Síndromes do QT longo

PorL. Brent Mitchell, MD, Libin Cardiovascular Institute of Alberta, University of Calgary
Revisado/Corrigido: jan 2023
Visão Educação para o paciente

As síndromes do QT longo (SQTL) resultam de qualquer doença congênita ou adquirida da função ou regulação dos canais iônicos cardíacos (canalopatia) que prolonga a duração do potencial de ação dos miócitos ventriculares, refletido pelo prolongamento do intervalo QT corrigido pela frequência no ECG. Os pacientes têm risco de taquicardia ventricular polimórfica do tipo torsades de pointes que pode cessar espontaneamente ou degenerar em fibrilação ventricular. O diagnóstico é com critérios clínicos e ECG, às vezes com teste de esforço e/ou provocativo. O tratamento é evitar gatilhos, utilizar betabloqueadores e, às vezes, cardioversor desfibrilador implantável.

(Ver também Visão geral das arritmias e Visão geral das canalopatias.)

As síndromes de QT longo podem ser adquiridas, congênitas ou ambas. (Para uma discussão das causas adquiridas, ver Taquicardia ventricular do tipo torsades de pointes). A incidência da SQTL congênita é de aproximadamente 1 em 2.000.

Fisiopatologia das síndromes com intervalo QT longo

As síndromes do QT longo congênitas resultam de doenças genéticas da função ou regulação do canal iônico cardíaco (canalopatias) que prolongam a duração do potencial de ação dos miócitos ventriculares, refletido pelo prolongamento do intervalo QT corrigido pela frequência no ECG (QTc, normalmente calculado utilizando a fórmula de Bazett).

A disfunção pode envolver

  • Perda da função dos canais de corrente de potássio repolarizante OU

  • Ganho de função dos canais de corrente despolarizantes de sódio ou cálcio

O prolongamento dos potenciais de ação aumenta a probabilidade de oscilações na voltagem transmembrana que ocorrem durante o potencial de ação dos miócitos despolarizados (pós-despolarizações precoces). Se as durações dos potenciais de ação dos miócitos em uma área local variarem, essas oscilações podem reativar os miócitos adjacentes que se repolarizaram e, assim, produzem taquicardia ventricular do tipo torsades de pointes (TV do tipo TdeP). O risco de TV do tipo TdeP depende do grau de prolongamento do intervalo QTc, sobretudo se for > 0,50 segundo.
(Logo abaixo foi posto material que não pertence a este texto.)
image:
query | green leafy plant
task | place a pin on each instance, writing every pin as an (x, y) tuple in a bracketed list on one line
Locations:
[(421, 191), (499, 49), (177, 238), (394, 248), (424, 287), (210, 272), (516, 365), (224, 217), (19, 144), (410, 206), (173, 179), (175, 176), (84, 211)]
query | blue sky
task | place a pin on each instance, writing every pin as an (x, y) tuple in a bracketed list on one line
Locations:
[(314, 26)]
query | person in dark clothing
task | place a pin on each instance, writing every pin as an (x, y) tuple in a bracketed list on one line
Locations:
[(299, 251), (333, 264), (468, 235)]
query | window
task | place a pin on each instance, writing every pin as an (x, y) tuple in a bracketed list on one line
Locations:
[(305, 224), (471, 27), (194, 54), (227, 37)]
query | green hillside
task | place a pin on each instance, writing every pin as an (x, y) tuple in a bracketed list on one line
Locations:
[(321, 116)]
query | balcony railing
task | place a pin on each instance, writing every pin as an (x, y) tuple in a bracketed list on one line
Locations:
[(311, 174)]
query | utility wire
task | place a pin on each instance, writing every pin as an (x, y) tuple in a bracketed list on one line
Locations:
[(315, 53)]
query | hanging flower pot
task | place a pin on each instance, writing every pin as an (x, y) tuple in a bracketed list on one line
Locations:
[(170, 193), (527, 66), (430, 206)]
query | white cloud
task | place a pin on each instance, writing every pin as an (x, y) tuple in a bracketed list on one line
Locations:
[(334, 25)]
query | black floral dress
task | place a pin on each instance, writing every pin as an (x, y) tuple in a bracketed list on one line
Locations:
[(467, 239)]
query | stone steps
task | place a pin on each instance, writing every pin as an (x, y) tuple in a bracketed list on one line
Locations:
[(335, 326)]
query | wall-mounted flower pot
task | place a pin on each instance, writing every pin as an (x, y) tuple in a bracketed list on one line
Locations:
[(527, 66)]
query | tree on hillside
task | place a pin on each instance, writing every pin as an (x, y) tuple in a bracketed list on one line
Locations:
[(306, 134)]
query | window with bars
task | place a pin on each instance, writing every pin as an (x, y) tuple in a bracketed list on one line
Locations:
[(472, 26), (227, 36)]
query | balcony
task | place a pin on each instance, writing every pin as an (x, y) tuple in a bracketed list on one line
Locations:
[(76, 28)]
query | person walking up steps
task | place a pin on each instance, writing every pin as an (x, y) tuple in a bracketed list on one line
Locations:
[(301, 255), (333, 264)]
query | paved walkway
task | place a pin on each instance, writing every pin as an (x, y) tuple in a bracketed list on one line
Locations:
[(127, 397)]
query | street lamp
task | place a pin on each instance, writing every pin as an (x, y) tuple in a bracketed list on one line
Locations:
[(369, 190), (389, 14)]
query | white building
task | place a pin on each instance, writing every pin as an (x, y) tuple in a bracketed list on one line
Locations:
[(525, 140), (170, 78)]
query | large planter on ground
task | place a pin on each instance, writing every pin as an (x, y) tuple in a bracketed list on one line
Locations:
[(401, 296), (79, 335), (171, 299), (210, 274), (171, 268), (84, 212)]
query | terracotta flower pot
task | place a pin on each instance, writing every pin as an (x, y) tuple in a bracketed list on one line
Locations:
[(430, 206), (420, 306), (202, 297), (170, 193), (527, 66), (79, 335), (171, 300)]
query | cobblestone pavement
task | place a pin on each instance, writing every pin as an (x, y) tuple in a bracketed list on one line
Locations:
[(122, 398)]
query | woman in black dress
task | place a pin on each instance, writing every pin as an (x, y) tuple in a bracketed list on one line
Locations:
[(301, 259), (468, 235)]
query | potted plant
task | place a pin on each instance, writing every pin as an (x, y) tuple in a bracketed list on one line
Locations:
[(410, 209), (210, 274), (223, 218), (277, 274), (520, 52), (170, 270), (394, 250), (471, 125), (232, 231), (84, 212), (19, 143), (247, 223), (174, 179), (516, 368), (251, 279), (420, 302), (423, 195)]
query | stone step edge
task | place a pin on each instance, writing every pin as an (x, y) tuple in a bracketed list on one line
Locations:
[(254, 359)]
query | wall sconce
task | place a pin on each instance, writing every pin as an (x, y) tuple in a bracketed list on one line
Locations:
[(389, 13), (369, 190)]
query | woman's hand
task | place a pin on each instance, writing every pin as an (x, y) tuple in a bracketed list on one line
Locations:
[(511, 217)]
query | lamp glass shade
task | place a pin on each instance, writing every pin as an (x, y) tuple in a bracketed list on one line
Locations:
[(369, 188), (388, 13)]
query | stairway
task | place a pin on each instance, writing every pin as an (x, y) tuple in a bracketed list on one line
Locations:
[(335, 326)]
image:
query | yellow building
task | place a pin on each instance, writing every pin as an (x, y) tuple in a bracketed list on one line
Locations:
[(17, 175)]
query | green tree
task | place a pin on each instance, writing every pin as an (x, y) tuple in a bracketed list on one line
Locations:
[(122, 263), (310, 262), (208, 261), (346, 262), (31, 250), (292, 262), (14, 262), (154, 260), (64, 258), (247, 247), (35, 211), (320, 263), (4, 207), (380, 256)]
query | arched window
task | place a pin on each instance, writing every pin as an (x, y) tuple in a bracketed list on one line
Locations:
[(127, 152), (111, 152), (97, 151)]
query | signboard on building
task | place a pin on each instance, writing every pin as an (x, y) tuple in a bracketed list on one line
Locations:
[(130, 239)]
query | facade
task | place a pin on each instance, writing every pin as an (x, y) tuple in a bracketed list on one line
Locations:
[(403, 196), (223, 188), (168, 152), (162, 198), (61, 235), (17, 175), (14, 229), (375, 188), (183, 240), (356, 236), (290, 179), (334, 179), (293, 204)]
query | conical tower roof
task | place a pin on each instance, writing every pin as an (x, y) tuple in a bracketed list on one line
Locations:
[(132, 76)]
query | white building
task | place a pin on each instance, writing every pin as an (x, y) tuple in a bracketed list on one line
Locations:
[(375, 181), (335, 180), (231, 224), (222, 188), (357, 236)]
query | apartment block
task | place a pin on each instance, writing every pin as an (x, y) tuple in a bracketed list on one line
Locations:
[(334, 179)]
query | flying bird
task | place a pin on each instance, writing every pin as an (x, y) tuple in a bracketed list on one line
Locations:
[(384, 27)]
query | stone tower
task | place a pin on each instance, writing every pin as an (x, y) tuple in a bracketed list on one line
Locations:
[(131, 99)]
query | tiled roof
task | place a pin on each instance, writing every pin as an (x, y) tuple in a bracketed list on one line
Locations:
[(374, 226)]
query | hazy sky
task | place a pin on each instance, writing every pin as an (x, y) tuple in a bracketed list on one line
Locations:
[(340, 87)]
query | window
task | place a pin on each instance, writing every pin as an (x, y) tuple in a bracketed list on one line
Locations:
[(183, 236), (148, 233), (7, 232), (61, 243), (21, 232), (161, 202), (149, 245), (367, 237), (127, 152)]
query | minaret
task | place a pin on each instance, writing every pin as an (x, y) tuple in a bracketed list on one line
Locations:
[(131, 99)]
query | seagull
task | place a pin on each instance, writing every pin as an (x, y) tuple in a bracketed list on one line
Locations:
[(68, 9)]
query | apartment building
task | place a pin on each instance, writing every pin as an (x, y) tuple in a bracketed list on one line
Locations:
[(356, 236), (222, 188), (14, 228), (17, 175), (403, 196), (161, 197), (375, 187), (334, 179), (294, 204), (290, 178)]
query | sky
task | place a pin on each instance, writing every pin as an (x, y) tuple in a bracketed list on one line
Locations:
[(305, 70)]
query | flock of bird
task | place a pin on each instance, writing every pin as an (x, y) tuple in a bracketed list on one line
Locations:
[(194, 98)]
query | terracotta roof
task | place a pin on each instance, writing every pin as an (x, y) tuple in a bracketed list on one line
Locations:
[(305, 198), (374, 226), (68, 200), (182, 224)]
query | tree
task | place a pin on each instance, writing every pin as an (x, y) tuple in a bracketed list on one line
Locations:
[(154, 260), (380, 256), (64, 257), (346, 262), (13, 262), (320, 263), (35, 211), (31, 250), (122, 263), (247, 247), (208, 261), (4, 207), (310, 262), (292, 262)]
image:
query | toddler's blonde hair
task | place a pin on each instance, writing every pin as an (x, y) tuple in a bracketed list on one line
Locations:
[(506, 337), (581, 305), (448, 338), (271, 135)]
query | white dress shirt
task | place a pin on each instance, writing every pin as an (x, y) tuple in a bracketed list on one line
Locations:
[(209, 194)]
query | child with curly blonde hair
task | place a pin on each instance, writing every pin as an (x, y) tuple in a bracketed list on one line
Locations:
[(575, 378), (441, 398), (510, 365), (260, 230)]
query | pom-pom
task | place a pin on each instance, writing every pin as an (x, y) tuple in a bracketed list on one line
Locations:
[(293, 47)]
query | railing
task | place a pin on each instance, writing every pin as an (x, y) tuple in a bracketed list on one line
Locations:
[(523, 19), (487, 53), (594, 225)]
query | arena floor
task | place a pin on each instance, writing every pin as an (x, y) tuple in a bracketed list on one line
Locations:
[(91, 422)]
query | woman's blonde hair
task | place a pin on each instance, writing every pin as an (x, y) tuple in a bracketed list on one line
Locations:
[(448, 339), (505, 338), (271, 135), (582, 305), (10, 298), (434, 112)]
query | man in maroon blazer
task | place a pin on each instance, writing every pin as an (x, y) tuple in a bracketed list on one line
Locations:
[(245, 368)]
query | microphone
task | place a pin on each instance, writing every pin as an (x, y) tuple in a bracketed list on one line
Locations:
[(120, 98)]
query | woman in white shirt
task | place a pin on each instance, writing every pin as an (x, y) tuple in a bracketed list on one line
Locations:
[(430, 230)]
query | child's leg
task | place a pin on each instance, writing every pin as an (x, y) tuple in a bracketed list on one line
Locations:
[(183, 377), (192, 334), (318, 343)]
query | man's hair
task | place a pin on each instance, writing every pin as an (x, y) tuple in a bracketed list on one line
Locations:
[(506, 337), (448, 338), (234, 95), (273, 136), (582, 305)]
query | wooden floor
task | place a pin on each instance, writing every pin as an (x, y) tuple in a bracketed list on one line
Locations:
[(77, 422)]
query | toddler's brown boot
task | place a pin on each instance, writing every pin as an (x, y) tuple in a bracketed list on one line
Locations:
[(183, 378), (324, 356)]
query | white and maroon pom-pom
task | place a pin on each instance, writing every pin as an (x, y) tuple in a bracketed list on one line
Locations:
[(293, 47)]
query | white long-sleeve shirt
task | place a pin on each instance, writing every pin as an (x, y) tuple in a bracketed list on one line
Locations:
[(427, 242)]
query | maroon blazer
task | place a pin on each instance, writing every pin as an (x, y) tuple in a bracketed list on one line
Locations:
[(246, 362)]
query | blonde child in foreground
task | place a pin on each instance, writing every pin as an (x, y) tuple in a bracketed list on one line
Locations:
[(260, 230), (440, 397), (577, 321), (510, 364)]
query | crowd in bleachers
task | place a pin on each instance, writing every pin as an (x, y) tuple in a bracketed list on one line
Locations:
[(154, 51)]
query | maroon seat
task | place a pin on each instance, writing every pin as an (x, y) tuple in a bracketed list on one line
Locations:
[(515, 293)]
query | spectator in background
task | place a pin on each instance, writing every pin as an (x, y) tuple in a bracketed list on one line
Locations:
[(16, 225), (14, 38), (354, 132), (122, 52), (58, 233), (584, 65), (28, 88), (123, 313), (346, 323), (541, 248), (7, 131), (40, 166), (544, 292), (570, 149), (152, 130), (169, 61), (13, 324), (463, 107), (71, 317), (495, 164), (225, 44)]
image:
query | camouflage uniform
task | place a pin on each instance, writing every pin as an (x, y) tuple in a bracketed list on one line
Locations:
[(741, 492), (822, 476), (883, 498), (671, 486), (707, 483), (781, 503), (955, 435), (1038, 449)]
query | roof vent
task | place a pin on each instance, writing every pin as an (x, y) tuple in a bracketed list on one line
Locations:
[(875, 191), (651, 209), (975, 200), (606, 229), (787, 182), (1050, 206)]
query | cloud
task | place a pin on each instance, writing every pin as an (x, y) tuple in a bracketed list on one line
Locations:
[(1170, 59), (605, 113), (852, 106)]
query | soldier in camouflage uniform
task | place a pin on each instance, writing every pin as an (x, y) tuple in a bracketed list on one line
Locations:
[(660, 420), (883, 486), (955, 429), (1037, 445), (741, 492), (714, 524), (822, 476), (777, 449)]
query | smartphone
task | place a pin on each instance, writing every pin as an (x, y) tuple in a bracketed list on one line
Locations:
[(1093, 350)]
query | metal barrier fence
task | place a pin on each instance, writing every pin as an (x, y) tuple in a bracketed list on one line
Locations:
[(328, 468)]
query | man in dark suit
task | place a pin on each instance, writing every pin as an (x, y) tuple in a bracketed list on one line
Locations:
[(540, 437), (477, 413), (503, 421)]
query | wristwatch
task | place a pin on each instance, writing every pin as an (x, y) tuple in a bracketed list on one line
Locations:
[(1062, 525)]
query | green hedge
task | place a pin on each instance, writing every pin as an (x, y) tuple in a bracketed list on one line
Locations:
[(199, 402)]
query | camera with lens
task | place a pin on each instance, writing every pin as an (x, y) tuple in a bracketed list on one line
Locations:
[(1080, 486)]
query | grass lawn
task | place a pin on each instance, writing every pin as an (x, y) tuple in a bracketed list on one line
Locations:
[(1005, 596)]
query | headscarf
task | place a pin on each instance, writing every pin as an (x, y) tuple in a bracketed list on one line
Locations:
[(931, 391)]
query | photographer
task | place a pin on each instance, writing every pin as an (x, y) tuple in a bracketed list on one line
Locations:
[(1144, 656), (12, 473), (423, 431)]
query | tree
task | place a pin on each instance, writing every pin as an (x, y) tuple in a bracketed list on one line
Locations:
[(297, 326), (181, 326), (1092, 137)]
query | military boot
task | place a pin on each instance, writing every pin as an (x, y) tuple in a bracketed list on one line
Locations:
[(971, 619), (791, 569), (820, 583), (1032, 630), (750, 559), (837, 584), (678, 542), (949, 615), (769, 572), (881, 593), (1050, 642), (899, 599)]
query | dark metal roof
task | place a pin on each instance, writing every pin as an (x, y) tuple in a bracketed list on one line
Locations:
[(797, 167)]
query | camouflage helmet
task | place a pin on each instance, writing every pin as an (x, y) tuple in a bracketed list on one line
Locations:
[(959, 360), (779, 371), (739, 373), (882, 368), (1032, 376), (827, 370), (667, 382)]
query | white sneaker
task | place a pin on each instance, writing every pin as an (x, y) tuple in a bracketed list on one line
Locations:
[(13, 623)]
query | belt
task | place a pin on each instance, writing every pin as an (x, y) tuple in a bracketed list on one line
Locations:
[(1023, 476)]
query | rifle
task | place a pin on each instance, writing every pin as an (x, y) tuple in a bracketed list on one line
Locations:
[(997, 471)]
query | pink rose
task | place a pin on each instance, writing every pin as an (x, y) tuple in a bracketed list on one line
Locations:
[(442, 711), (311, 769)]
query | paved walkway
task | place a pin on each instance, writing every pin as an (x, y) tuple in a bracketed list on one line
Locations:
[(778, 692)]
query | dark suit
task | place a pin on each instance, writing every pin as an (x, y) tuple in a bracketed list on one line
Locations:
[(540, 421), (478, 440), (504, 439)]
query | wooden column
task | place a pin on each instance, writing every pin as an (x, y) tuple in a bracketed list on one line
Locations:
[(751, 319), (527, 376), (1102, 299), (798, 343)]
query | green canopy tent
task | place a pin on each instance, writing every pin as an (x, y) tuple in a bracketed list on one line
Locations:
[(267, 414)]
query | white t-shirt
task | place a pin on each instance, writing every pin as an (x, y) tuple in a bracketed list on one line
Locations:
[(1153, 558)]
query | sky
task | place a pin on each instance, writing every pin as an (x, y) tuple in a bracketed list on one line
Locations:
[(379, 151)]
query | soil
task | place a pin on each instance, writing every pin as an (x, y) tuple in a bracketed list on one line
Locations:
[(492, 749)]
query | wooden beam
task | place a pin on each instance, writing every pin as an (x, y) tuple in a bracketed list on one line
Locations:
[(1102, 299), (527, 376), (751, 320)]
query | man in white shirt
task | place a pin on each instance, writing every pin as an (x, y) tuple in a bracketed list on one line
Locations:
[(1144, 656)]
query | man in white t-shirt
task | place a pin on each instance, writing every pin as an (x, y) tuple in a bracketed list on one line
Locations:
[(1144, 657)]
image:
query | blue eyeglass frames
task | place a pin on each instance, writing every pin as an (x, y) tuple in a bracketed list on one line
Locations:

A SQTL (particularmente SQTL3) também pode causar fibrilação atrial paroxística.

Fatores predisponentes para arritmias

A ocorrência de TV do tipo TdeP é favorecida por quaisquer doenças que prolongam ainda mais a duração do potencial de ação, incluindo sexo feminino, bradicardia, hipopotassemia, hipomagnesemia e hipotireoidismo. Outros fatores de risco incluem frequência ventricular lenta ou irregular, eventos intracranianos agudos (p. ex., sangramento, acidente vascular encefálico, traumatismo cranioencefálico), transtornos alimentares, intoxicação por organofosforados e doença cardíaca estrutural (especialmente isquemia aguda, miocardite e hipertrofia ventricular). Muitos fármacos são fatores de risco, sobretudo antiarrítmicos das classes Ia, Ic e III, além de antidepressivos tricíclicos, fenotiazinas e certos antivirais e antifúngicos (ver informações atualizadas em CredibleMeds). Frequentemente, vários desses fatores estão presentes.

Etiologia das síndromes com intervalo QT longo

Classificam-se as síndromes do QT longo de acordo com o gene específico que sofreu mutação. Entretanto, identifica-se uma anormalidade genética específica em apenas 50 a 75% dos casos; a probabilidade de detectar uma anormalidade varia de acordo com os fatores clínicos presentes.

Descreveram-se mais de 15 tipos de SQTL, mas a maioria dos casos se divide em 3 subgrupos:

  • Síndrome do QT longo tipo 1 (SQTL1): perda da mutação de função do gene KCNQ1, que codifica um canal Kv7.1 adrenérgico-sensível responsável pela corrente de saída lenta de potássio (IKs)

  • Síndrome do QT longo tipo 2 (SQTL2): perda da mutação funcional do gene KCNH2, que codifica o canal hERG responsável pela corrente de saída rápida de potássio (IKr)

  • Síndrome do QT longo tipo 3 (SQTL3): mutação do ganho de função do gene SCN5A, que codifica o canal Nav1.5 responsável pela corrente de entrada de sódio (INa).

A grande maioria dos casos é SQTL1, SQTL2 ou SQTL3. As três formas são herdadas como doenças autossômicas dominantes com penetrância incompleta.

Descreveram-se formas raras da SQTL, com características clínicas adicionais, como síndrome de Jervell e Lange Nielsen (com surdez neural congênita), síndrome de Anderson-Tawil (com paralisia periódica e dismorfismos craniofaciais) e síndrome de Timothy (com dismorfismos craniofaciais, imunodeficiência, cardiopatia congênita, atraso no desenvolvimento e sindactilia).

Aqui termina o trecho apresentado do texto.